The report really does provide some good recommendations, however I am disappointed at how 'challenging' the report is. This report has the opportunity to provide some bold, forward thinking recommendations. Instead, I am left feeling that this report does nothing but give the illusion that the Government is 'doing something' to address the currently situation. However, it has already been proven that the Government is moving too slowly, with two firms already considering implementing some of the recommendations for this report. Early adoption of the recommendations by firms only further puts the Government on the back foot. When future issue arise, the Government will be in yet another awkward situation and unable to argue the fact that firms had already implemented all the proposed recommendations.
The current approach to regulation, fines, and naming and shaming, is clearly not working. Instead, a more proactive approach to prevent poor audit quality should have been recommended through this report. Some suggested recommendations (in addition to those already flagged in the report), could include:
Creation of price and resourcing floors, (i.e the amount of the audit fee, minimum audit time, minimum audit resources), should be dictated by an appropriate benchmark which is reflective of the businesses size, should be set. This will help create a level playing field between all audit firms, and ensure that audit quality is not impacted by time pressures or resource constraints. Further, where firms do face resource constraints, it may encourage 'team work' where mid-tier firms work collaboratively, thus creating more competition against the Big 4.

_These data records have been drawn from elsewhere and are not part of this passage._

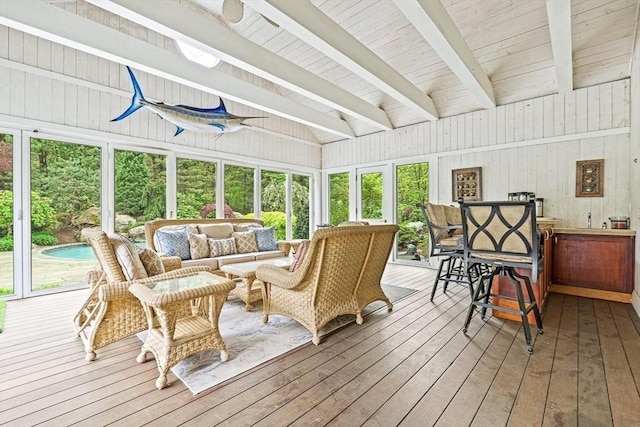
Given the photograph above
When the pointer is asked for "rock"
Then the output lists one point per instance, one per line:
(411, 249)
(90, 217)
(137, 234)
(123, 222)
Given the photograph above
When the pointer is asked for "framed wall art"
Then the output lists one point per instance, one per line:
(590, 178)
(467, 183)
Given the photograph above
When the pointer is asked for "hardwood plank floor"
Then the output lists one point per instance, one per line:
(411, 367)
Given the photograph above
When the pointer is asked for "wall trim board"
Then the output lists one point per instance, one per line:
(486, 148)
(79, 135)
(18, 66)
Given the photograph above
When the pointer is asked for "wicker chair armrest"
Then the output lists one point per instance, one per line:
(117, 290)
(278, 276)
(171, 263)
(284, 246)
(152, 298)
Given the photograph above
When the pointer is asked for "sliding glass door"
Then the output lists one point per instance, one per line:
(65, 197)
(7, 209)
(370, 196)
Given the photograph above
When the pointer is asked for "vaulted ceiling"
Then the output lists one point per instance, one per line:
(346, 68)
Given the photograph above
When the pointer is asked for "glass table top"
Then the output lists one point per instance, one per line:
(184, 283)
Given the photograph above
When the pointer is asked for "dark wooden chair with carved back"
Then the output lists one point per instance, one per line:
(503, 236)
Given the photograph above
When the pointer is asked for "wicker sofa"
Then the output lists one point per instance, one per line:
(339, 274)
(222, 228)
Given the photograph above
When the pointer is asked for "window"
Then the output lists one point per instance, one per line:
(338, 198)
(412, 187)
(196, 188)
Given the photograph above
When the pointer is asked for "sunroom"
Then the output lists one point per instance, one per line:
(347, 110)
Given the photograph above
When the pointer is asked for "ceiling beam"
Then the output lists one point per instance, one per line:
(434, 24)
(559, 17)
(180, 22)
(316, 29)
(55, 24)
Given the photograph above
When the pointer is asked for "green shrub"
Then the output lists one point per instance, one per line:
(43, 239)
(279, 222)
(6, 244)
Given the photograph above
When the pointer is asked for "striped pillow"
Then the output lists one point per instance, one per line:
(266, 239)
(245, 241)
(219, 247)
(199, 246)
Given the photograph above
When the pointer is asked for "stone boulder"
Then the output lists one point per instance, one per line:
(123, 222)
(88, 218)
(137, 234)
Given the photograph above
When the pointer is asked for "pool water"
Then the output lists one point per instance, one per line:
(79, 252)
(71, 252)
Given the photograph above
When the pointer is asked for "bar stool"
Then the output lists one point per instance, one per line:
(445, 234)
(503, 236)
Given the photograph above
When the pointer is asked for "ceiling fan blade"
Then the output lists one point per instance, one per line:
(270, 21)
(232, 10)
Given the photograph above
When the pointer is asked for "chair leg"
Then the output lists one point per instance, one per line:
(474, 298)
(535, 308)
(524, 312)
(438, 277)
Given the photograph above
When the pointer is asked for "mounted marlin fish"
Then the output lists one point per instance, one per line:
(215, 120)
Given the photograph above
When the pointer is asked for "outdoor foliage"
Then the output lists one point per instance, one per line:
(43, 216)
(338, 197)
(43, 239)
(238, 187)
(6, 243)
(276, 219)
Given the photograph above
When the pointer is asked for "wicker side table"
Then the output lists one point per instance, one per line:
(183, 318)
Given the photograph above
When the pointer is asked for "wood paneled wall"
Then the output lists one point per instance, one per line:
(531, 145)
(54, 84)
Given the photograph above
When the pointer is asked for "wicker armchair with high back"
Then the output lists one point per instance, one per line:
(110, 312)
(339, 274)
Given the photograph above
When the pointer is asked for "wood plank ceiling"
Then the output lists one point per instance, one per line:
(347, 68)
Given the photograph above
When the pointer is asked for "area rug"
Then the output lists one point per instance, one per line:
(251, 342)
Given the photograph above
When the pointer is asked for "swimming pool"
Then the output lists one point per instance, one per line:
(79, 251)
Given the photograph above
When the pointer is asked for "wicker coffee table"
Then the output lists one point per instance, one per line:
(183, 318)
(246, 271)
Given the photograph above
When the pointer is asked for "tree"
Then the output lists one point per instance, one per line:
(130, 179)
(338, 197)
(66, 174)
(6, 161)
(412, 188)
(238, 187)
(43, 215)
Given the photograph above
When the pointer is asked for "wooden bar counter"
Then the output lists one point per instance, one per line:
(595, 263)
(589, 262)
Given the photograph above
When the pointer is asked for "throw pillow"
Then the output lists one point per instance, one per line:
(174, 242)
(151, 261)
(219, 247)
(127, 257)
(222, 230)
(266, 239)
(299, 256)
(199, 246)
(245, 241)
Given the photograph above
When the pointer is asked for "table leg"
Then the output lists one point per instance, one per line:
(248, 282)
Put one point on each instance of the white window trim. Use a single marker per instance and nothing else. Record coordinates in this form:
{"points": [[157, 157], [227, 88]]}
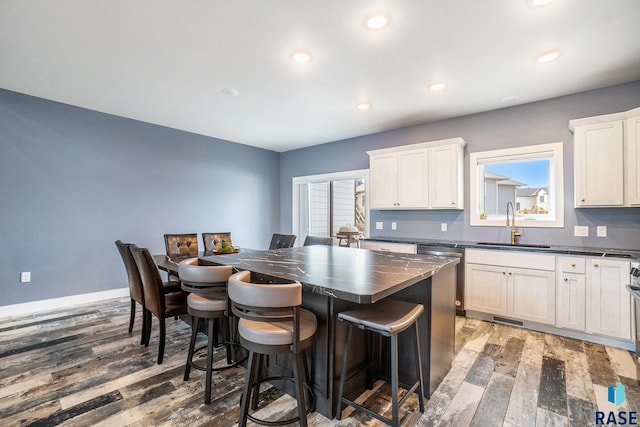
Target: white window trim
{"points": [[552, 151], [336, 176]]}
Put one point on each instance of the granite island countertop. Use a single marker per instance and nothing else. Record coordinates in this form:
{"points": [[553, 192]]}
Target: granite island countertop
{"points": [[632, 254], [356, 275]]}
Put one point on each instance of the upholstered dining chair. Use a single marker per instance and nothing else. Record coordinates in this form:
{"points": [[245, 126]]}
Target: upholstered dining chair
{"points": [[317, 240], [212, 241], [156, 301], [135, 286], [279, 241]]}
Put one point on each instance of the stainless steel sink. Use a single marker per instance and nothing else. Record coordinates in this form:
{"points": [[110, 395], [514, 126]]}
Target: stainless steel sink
{"points": [[517, 245]]}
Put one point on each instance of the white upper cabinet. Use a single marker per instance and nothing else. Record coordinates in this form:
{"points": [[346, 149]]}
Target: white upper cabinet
{"points": [[605, 160], [632, 138], [428, 175]]}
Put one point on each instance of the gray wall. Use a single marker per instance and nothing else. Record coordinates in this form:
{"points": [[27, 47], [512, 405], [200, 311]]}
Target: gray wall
{"points": [[535, 123], [73, 181]]}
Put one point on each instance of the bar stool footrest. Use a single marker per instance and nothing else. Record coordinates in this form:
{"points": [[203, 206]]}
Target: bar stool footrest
{"points": [[310, 407], [226, 344]]}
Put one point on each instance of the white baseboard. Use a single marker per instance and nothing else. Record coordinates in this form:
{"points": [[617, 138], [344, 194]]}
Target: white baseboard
{"points": [[63, 302]]}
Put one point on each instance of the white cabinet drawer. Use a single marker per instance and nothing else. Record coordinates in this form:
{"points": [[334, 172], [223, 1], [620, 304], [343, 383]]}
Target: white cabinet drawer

Use analytics. With advancements in technology and AI, regulators should harness more data from audit firms. This data can be used to better identify 'riskier' businesses, which could be earmarked for detailed quality reviews. Collection of data over a long period of time by the regulator can also help ensure businesses are compliant with the capital maintenance regime, assist with future looking viability of the business, and potentially even help identify audit short comings and inconsistencies.
Mandatory training (in addition to current penalties and fines) for audit firms that fail to meet minimum audit quality standards.
Whilst the work of the Committee and the various reviews should be acknowledged and appreciated, I am just very concerned that the recommendations are going to succumb to the same fate as previous reviews aimed at improving the audit industry.
I am hopeful that this review does encourage change. Our profession and our reputation need to improve if we are to remain valued and respected going forward.